I watched white teeth big smileing have a nice day shit for a year, and also I should have been dead and somewhere I decided that as after lives go, it wasn’t so bad – this ain’t quite hell, it must be some kind of Pleasant Valley Purgatory, a kind of Tupperware Limbo . As the world went on around me though, I worked out eventually that this was the real world, not exactly my world but a parallel real world. The similar- sumo lady on the crafting channel cutting out delicate paper flowers with her sausage size fingers. The blobby guy on the shopping channel demonstrating an Air Fryer – air frying means cooking without the fat. Even on the clothing channel, (or the Style channel) it’s large ladies of a certain age selling up market leisure/lounge wear to similar ladies.
Meanwhile back at the essential shop – in my giant “all human life is here” hypermarket. I can’t buy leisure wear, but I can by a Air Fryer, and in this lockdown, I can buy crafting materials, but I can’t but lounge wear, and if I want to tear myself away from the TV. I can’t, because board games and jigsaw puzzles and chess sets are all off limits and the same with toys. I want Lego. (like many men in their fifties) but toys are non-essential. So tell men how come I can buy a squeaky animal toy for my dog but I can’t buy a squeaky teddy bear for the kids?
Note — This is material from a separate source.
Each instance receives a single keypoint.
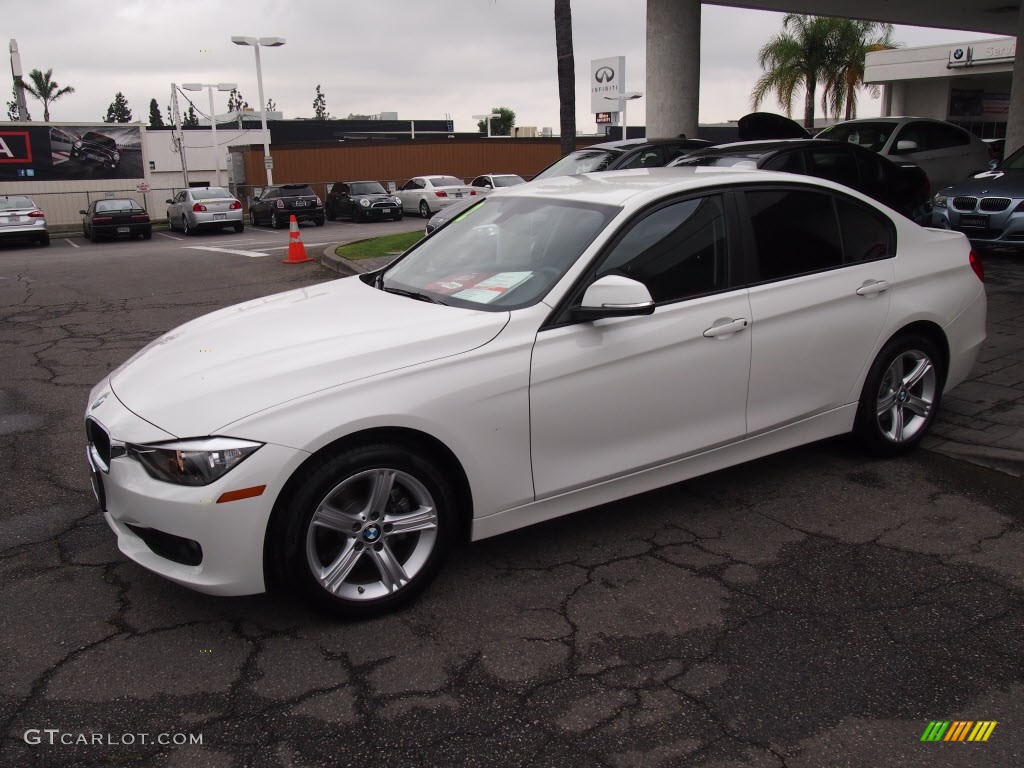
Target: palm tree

So, I was watching the adverts on the shopping channel and on came an ad for this brilliant bamboo underwear, and OMG!!! WTF!!! Screaming it out loud!!! How did I make it through my first life and into my second life without bamboo underwear???? I won’t sweat any more and there’s “no rubbing” . I WANT THIS AND I WANT IT NOW. But, all the clothing boutiques are non-essential and they are closed. My local hypermarket only sell cotton underwear. I’ve gotta go on line and order and wait for a little brown cardboard Amazon packet is popped in my mailbox. Perhaps Julie Andrews was right. Of course before buying, I read the customer reviews , which is why I’m where I was when I started writing this, and I only started writing this to note the absurdity of this after life, which is now real life.
I look at stuff that seemed normal before and I ask myself one question “How does that work?
And to finish our essential shopping? This lockdown I can buy books but not jigsaw puzzles. I can’t buy toys, but I can buy magazines with a free plastic toy. Perfume is non-essential, but I can get cologne and after shave. I can’t buy a sofa or an armchair, but I can buy a deckchair and a BBQ. I can buy a pet and pet related accessories, but I can’t buy clothes. This all seems insane. Not sure I could buy some sanity, that is perhaps non-essential in these mad times.Ranting over and thanks for reading. Is Julie Andrews essential?